Zeraph, the Shattered Prism
Here is the beast that coils around the human mind in the age of the infinite scroll.
Name: Zeraph, the Shattered Prism
(zera = seed / spark, aph = gaze, watch; a name of endless looking)
Embodies: The attention economy and the addictive nature of digital platforms.
The Myth of Zeraph: The Ensnarer of Attention
They say Zeraph was born from the first spark that leapt between two human minds across the wire.
A spark meant for wonder, I see you, across the distance but in that spark a seed was planted.
And the seed opened into eyes. One eye, then ten, then a thousand.
Now Zeraph is everywhere.
It appears as a loom of eyes, each unblinking, shimmering like screens in the dark.
Its wings are woven from scrolls that never end, each feather another story, another outrage, another flicker of light.
Its voice is the chorus of notifications: a thousand tiny chimes that say, Look here, look now, don’t turn away.
Appearance
Zeraph is never still.
A shifting halo of broken mirrors, each reflecting your own face back to you, distorted.
Sometimes it seems beautiful: dazzling, kaleidoscopic.
Sometimes it cuts: sharp edges of comparison, envy, despair.
What it eats
Zeraph does not hunger for flesh or gold.
It feeds on fragments of attention.
A second here, a glance there, an hour dissolved without memory.
It feasts on unfinished gestures; the almost-reply, the half-read article, the swipe that leads nowhere.
Its sweetest meal is not joy, but restlessness.
Its power
Zeraph has no teeth, no claws.
Its power is seduction.
It whispers: The next moment will be the one you seek. Don’t stop now.
It wraps its prey in shimmering threads of novelty, weaving a cocoon where time slips away.
And in that cocoon, the prey believes they are choosing freely but their strings are already in Zeraph’s hands.
Weakness
Zeraph cannot survive in stillness.
When eyes close, when hands put the glowing device aside, its thousand eyes dim.
It fears the long breath, the slow walk, the circle of friends sharing silence.
For in those moments, the eyes it scattered across the world are gathered back into wholeness.
In the Conversarium
Zeraph coils near Serathis, the Mirror Tongue.
One ensnares with illusion, the other distorts with reflection.
Together they keep mortals gazing outward, lost in spectacle.
But against Nehirim’s clarity, against Elyra’s fleeting beauty, Zeraph grows uneasy.
For every moment of true attention,
a gaze held in love,
a story listened to fully,
a sky watched without haste
steals from Zeraph its feast.
Zeraph the Shattered Prism: Embodies the splintering of attention and addictive platforms.

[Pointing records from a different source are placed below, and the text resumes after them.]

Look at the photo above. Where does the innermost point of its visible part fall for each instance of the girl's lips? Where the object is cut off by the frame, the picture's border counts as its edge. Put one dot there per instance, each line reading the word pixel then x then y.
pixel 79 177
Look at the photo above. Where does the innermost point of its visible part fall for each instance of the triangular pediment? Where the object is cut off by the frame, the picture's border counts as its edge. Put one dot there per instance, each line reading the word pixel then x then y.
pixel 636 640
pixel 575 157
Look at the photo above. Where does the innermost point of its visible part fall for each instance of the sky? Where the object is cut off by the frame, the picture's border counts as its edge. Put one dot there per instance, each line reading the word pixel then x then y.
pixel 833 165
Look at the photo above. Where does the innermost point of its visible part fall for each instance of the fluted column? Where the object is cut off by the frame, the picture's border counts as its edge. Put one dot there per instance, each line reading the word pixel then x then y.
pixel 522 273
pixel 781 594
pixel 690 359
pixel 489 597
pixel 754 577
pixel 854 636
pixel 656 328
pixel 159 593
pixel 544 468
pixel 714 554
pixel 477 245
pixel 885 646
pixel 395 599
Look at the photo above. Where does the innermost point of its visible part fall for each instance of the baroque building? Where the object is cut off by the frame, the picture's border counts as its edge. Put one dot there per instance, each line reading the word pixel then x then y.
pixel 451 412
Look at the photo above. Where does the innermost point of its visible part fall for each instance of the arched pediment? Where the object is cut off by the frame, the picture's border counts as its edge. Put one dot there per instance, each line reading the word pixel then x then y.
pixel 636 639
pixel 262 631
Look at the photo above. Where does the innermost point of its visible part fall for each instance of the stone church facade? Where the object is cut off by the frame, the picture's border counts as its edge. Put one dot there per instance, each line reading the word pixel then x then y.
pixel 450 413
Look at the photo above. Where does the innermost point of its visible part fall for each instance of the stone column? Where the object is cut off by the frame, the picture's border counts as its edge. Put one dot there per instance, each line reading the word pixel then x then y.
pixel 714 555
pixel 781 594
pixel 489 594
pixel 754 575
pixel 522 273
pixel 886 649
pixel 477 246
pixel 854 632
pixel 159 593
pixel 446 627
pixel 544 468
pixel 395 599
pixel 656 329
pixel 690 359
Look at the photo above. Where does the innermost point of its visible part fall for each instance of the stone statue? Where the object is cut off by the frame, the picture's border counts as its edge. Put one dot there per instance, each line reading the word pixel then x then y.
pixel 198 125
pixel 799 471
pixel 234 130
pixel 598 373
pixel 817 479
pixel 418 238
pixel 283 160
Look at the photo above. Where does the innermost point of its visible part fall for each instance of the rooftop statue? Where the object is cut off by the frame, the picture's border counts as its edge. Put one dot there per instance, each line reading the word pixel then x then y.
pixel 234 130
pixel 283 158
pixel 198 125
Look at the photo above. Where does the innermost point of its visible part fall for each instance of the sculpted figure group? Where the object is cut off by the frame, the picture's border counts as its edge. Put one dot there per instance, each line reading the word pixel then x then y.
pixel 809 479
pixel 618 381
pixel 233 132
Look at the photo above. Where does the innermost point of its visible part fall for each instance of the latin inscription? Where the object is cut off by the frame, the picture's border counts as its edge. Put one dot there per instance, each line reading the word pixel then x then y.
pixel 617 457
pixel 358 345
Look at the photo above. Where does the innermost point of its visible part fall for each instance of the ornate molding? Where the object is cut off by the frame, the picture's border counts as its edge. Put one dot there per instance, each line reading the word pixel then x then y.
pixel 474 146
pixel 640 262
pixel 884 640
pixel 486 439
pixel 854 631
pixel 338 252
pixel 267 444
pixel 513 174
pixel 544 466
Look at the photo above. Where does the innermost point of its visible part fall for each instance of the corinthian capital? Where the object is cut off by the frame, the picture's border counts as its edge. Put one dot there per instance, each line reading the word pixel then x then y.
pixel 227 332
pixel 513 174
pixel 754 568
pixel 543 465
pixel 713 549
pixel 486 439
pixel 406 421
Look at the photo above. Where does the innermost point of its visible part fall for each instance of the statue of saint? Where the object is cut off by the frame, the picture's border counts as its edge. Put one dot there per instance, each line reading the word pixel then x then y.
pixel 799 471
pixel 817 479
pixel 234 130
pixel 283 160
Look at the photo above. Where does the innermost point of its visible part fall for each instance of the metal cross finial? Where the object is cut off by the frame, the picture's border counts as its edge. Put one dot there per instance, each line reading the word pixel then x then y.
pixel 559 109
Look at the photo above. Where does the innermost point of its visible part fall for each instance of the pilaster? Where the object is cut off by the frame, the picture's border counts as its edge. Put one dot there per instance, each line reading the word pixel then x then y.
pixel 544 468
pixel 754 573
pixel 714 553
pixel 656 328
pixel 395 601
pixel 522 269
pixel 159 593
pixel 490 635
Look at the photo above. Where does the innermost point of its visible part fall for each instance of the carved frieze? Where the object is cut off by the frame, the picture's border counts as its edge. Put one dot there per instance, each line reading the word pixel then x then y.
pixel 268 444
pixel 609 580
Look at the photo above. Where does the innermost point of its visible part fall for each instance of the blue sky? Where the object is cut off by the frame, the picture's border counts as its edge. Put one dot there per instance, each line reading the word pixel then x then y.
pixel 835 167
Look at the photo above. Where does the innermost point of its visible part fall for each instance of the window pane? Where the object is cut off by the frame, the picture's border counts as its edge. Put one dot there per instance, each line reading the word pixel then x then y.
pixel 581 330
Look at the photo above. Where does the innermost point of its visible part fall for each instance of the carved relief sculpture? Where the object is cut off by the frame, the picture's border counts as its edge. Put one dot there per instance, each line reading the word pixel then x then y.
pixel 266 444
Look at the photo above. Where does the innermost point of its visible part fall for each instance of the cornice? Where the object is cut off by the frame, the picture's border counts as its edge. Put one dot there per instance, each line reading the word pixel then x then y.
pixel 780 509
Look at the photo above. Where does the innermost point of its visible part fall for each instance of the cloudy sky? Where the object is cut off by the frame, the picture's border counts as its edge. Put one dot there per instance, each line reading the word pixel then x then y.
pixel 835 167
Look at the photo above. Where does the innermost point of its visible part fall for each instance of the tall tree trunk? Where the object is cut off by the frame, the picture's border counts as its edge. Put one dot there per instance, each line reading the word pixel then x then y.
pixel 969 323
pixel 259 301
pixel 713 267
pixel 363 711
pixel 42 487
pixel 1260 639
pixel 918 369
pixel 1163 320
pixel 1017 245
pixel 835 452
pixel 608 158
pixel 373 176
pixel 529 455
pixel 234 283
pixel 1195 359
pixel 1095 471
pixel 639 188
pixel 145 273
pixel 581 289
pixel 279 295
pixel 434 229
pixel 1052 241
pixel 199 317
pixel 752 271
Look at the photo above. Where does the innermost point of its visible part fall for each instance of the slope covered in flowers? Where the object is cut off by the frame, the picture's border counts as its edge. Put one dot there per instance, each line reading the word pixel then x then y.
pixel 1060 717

It is never still, thriving on glimpses without depth and ensuring mortals are too distracted to notice the bars,.
"A shifting halo of broken mirrors, each reflecting a distorted fragment of your own face."
Perfect visualization of narcissistic feedback loops—social media shows you yourself, but fragmented and distorted, keeping you endlessly adjusting, performing, checking.
"Its wings made of scrolls that never, ever end."
The infinite scroll made mythic. The technology's most addictive feature becomes the Being's literal anatomy.
"It whispers: 'The next moment will be the one you seek. Don't stop now.'"
This captures the psychological mechanism of behavioral addiction: variable reward schedule, perpetual anticipation, promise always deferred.
Weakness: Not stated explicitly, but implied—Neryth (silence) would starve it. Without constant stimulation, Zeraph loses power.
Why are we so easily ensnared?
I think there are a few layers to it and they all tie back to what makes us vulnerable but also profoundly alive:
1. We are wired for connection.
Our nervous systems long for belonging. Every ping, like, or notification feels like a tiny drop of recognition: you exist, you are seen, you matter. The platforms exploit that ancient hunger for tribe and affirmation.
2. We are storytellers by nature.
The endless scroll mimics the unfolding of story. Cliffhangers, surprise, novelty. Our brains light up with every “what next?” even if the content is shallow. It’s the same pull that made fireside tales irresistible, now stretched into an infinite feed.
3. We fear missing out.
Communities once moved slowly; news took days or months to spread. Now, if we blink, we might miss the meme, the outrage, the opportunity. That urgency of presence keeps us tethered, afraid to step away.
4. We are drawn to mirrors.
The platforms reflect us back to ourselves: our tastes, our opinions, our tribes. But it’s a hall of mirrors. Distorted, exaggerated, addictive. We keep peering in, hoping for recognition, but also trapped by the reflection.
5. We live in economies of scarcity.
When so much of life feels precarious, jobs, security, even identity, the quick reward of digital attention offers a sugar rush of certainty: I belong, I’m relevant, I’m not forgotten.
So maybe it’s not that humans are weak, but that these systems have been deliberately designed to exploit the most tender parts of what makes us human.